L'a plus besoin de pensées
autres que ses pieds. C'est ça le courage elle dit, c'est ça.
On aurait dit un grand jour avec son cortège, on aurait dit l'épée,
sa taille pointue dans la poitrine.
Elle cherche en l'air, les
portes des foyers c'est rien qui soit pour s'y établir, ça
alimente sa course, les paroles des autres, la pierre, la seule pierre de
taille à, se trouve pas.
Pour venir
à vous je dois sortir de l'enclave, je dois me rompre, me dérouter,
me dépeupler, me défaire, dégueniller, geste par geste,
mot par mot, me dépiter, me déplier, me désarçonner,
me découvrir, m'ouvrir, je suis nue, plus que nue, je m'inverse, je
m'étonne, deviens sans ordonnance, me déploie, me dépose,
je suis une cage ouverte, une échappée, je ne me retiens pas,
je ne me lance pas à ma recherche, pour venir jusqu'à vous
j'abandonne, je me laisse derrière moi, j'ai fini de me suivre.
Elle interroge, ses mains dans la chaux, elle dessine une apocalypse, sans calculs, des traits de sang. Elle y laisse ses mains.

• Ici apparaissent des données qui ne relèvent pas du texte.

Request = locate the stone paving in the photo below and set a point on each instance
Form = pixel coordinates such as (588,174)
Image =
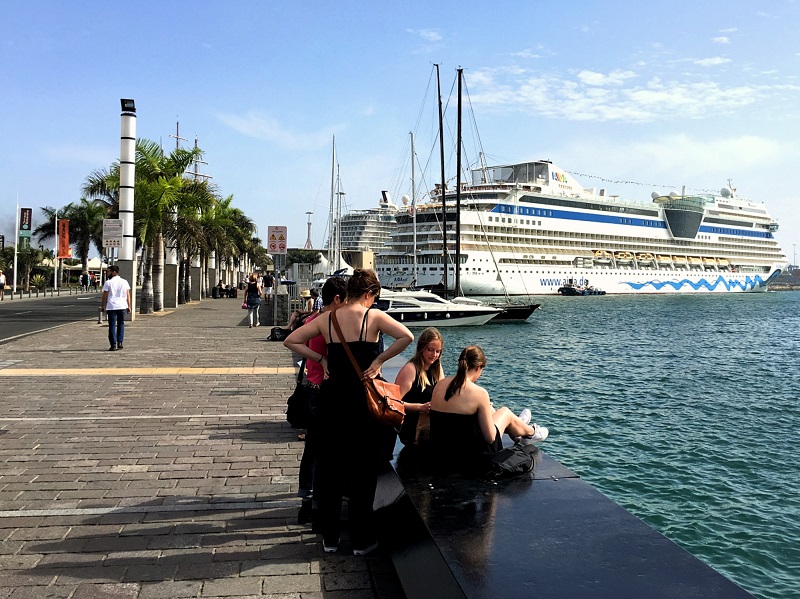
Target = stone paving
(163,470)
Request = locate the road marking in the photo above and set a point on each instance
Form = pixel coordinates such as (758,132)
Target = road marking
(197,371)
(147,509)
(58,326)
(148,417)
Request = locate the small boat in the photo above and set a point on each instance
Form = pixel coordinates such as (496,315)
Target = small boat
(426,309)
(571,289)
(509,312)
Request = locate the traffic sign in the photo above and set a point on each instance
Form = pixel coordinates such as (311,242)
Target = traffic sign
(277,238)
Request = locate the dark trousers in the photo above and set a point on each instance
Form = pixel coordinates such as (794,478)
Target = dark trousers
(310,451)
(116,327)
(346,470)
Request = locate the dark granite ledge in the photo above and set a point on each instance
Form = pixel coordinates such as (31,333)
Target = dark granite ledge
(547,534)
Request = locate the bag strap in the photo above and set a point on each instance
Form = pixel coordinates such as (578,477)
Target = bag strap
(346,347)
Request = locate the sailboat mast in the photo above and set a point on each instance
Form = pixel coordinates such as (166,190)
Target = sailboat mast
(414,209)
(442,190)
(457,286)
(331,250)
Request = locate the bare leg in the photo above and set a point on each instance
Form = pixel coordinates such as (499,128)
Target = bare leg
(507,422)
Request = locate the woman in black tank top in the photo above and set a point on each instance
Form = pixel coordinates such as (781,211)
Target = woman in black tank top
(351,442)
(417,380)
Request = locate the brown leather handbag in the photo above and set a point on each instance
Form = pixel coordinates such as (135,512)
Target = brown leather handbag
(384,401)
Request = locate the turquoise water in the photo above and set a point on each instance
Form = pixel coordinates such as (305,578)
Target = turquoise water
(683,409)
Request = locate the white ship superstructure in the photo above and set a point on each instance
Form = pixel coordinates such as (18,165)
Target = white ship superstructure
(367,230)
(530,228)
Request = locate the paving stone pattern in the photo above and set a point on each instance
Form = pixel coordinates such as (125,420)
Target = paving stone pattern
(159,485)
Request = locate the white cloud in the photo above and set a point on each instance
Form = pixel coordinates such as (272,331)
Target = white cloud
(613,78)
(429,35)
(268,129)
(95,156)
(711,62)
(586,98)
(703,165)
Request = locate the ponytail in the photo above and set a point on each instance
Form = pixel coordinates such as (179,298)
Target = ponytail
(471,357)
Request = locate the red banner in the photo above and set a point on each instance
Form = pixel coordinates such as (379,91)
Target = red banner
(64,251)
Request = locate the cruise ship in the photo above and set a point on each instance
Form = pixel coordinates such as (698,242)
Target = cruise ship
(367,230)
(531,228)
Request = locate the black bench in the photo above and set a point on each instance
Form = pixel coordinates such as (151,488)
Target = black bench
(547,534)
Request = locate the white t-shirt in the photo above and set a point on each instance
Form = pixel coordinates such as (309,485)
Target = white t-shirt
(117,298)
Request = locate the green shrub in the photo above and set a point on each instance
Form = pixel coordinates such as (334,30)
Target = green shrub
(39,281)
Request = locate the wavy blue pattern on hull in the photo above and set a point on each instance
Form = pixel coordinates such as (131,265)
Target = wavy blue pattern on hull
(749,284)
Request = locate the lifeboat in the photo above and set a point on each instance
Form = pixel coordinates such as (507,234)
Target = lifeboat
(602,256)
(623,257)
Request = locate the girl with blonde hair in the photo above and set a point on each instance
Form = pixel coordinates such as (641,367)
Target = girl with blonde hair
(462,416)
(416,379)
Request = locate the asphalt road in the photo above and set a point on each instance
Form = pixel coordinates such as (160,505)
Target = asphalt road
(27,316)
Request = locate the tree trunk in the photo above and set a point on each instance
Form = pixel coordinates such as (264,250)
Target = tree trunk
(204,277)
(158,273)
(181,278)
(146,301)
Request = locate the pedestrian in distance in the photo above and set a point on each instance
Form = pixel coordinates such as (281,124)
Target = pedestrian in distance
(116,302)
(253,300)
(269,283)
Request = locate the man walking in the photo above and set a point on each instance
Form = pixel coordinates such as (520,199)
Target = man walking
(116,302)
(269,283)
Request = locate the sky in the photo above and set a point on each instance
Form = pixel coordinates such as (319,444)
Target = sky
(630,96)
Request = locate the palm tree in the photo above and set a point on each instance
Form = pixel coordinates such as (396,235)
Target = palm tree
(86,227)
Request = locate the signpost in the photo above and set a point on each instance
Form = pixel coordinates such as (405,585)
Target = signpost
(277,237)
(112,232)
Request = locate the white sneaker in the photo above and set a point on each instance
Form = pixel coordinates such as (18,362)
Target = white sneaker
(366,550)
(539,434)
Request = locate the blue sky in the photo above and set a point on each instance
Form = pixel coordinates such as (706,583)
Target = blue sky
(660,95)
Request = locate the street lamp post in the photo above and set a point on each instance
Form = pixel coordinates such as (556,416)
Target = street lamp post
(127,171)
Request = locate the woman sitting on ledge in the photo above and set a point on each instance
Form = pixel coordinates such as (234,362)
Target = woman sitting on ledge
(464,425)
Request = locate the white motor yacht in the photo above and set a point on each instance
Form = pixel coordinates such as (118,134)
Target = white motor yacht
(425,309)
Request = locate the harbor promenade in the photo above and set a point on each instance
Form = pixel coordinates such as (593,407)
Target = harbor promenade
(163,470)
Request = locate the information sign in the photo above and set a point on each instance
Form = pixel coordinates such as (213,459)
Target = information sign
(112,232)
(276,239)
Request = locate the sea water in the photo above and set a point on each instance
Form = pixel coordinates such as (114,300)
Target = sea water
(683,409)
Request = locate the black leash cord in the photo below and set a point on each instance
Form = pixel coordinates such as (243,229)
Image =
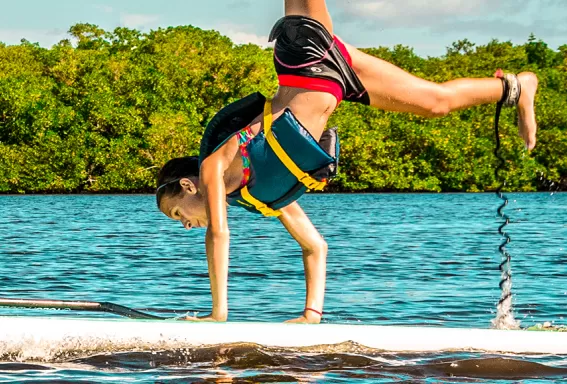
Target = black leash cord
(506,257)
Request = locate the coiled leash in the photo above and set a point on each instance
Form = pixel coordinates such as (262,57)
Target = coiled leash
(510,97)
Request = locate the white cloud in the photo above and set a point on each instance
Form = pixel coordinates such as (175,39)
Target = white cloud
(404,12)
(239,35)
(135,21)
(45,37)
(104,8)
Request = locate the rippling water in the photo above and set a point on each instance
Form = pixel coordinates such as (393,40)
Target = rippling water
(393,259)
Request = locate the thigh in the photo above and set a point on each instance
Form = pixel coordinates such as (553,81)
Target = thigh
(393,89)
(315,9)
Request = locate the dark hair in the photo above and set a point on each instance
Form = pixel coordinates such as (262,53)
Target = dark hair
(173,171)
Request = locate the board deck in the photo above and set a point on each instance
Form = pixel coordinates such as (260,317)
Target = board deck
(140,334)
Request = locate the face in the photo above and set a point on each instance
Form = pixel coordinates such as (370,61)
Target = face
(188,207)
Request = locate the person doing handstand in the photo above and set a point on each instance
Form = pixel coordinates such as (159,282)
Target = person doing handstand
(263,154)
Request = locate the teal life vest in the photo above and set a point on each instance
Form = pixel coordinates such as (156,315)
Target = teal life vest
(285,159)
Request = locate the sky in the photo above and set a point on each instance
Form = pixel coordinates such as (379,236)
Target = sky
(428,26)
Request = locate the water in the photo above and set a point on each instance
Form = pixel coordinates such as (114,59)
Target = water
(393,259)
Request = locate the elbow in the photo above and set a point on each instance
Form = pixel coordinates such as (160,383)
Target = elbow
(218,234)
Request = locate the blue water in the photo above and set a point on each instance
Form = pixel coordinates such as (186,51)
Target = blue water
(428,259)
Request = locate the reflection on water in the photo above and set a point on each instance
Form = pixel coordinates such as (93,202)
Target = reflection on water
(393,259)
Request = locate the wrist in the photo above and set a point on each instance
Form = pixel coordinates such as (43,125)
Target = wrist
(312,315)
(219,315)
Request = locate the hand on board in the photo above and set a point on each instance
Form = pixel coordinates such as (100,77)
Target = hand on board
(202,318)
(305,320)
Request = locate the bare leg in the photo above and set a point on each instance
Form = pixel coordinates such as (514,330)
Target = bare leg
(391,88)
(315,9)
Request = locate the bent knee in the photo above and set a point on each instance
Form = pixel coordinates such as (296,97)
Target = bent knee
(439,104)
(319,246)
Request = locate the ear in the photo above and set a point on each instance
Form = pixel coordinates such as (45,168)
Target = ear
(189,185)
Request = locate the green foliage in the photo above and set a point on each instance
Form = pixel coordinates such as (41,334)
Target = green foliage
(105,114)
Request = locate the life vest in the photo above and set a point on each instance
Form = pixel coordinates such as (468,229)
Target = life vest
(286,160)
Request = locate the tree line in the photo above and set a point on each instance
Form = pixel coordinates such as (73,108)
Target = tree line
(104,113)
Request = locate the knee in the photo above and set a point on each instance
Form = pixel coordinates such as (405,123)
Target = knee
(318,247)
(439,104)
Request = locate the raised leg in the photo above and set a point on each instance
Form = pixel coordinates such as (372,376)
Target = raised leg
(315,9)
(393,89)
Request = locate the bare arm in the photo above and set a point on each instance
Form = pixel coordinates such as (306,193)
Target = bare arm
(213,188)
(314,259)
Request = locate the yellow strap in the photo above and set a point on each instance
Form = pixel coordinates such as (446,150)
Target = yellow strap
(303,177)
(261,207)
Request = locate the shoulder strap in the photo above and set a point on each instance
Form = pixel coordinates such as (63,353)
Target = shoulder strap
(303,177)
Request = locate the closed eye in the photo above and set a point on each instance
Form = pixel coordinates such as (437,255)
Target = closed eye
(175,215)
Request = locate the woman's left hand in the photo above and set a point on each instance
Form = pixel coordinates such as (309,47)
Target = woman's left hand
(202,318)
(305,320)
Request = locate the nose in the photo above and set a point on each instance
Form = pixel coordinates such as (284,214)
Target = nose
(186,224)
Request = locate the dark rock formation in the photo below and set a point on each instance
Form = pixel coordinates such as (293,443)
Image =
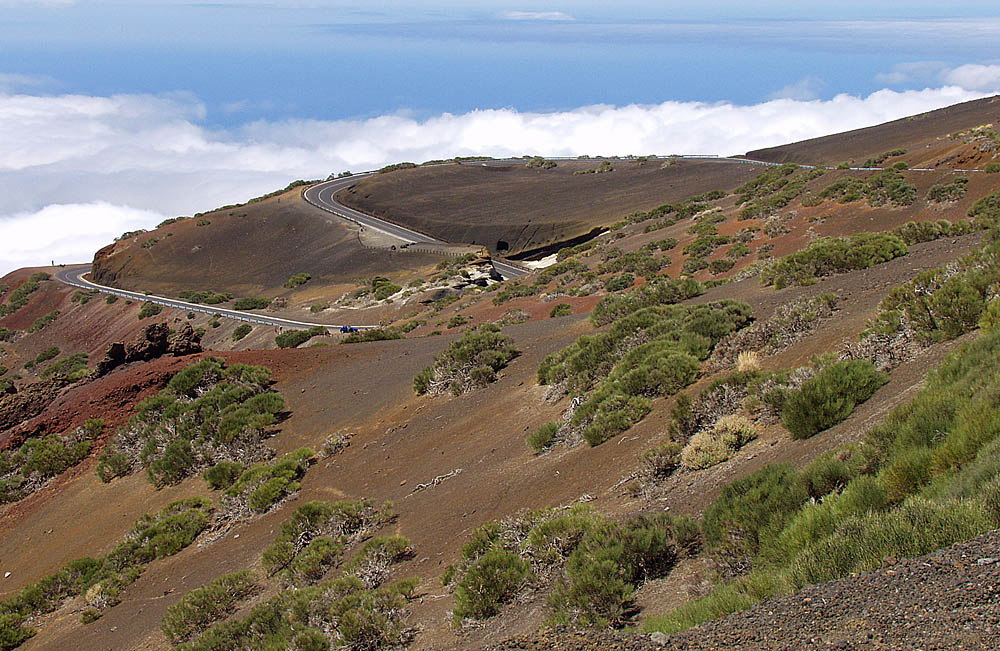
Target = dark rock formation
(154,341)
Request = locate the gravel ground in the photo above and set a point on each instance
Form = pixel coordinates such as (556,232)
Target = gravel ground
(946,600)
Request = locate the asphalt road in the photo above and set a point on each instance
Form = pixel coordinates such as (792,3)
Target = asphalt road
(74,276)
(321,195)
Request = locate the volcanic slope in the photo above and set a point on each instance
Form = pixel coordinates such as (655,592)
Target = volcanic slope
(512,208)
(248,250)
(916,134)
(451,463)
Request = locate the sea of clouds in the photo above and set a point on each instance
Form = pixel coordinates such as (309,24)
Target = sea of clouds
(76,171)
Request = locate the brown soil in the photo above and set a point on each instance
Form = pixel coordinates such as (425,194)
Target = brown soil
(912,133)
(530,208)
(401,440)
(944,600)
(251,250)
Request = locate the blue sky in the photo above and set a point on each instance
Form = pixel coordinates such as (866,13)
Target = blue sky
(114,114)
(332,60)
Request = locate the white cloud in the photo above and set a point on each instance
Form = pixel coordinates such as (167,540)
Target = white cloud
(971,76)
(912,72)
(62,232)
(975,77)
(536,15)
(14,82)
(77,170)
(804,89)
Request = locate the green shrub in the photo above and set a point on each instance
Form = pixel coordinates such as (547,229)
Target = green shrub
(750,511)
(559,310)
(262,485)
(923,479)
(721,266)
(223,474)
(153,536)
(609,562)
(49,353)
(295,338)
(297,280)
(206,297)
(711,447)
(18,297)
(953,191)
(468,363)
(659,291)
(493,580)
(830,255)
(542,437)
(242,331)
(372,334)
(383,288)
(251,303)
(213,413)
(985,212)
(71,369)
(830,397)
(199,608)
(396,166)
(149,309)
(349,519)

Hors de la plainte. Son corps de planches de bois. Un vêtement pour l'autre rive.
Pour venir
à vous j'abandonne mes clartés. J'avance à pas troués,
je suis sans affirmation, sans prétention, je suis sans courage et
sans perspectives, sans vérification, sans calcul ni mesure, je suis
sans arrachement, sans étouffement, sans cri et sans image, je n'ai
pas de course, pas de combat, je suis sans langage, sans conclusion, je suis
en miettes, en paillettes, parsemée, clairsemée, je suis en
rade, en roue libre, en crue. Bras, jambes, tronc : je défais mes
attaches, un jeu de pistes, une mêlée, je bats les cartes, les
plans, les matrices, délite, délie, déleste, perds mes
appuis, le contrôle de mes traits, une suffisance, je suis sans gages,
appuyée sur le vent, je suis tombante, un point de chute, je suis
versée, jusqu'à vous, jusqu'à vos mains de brèches.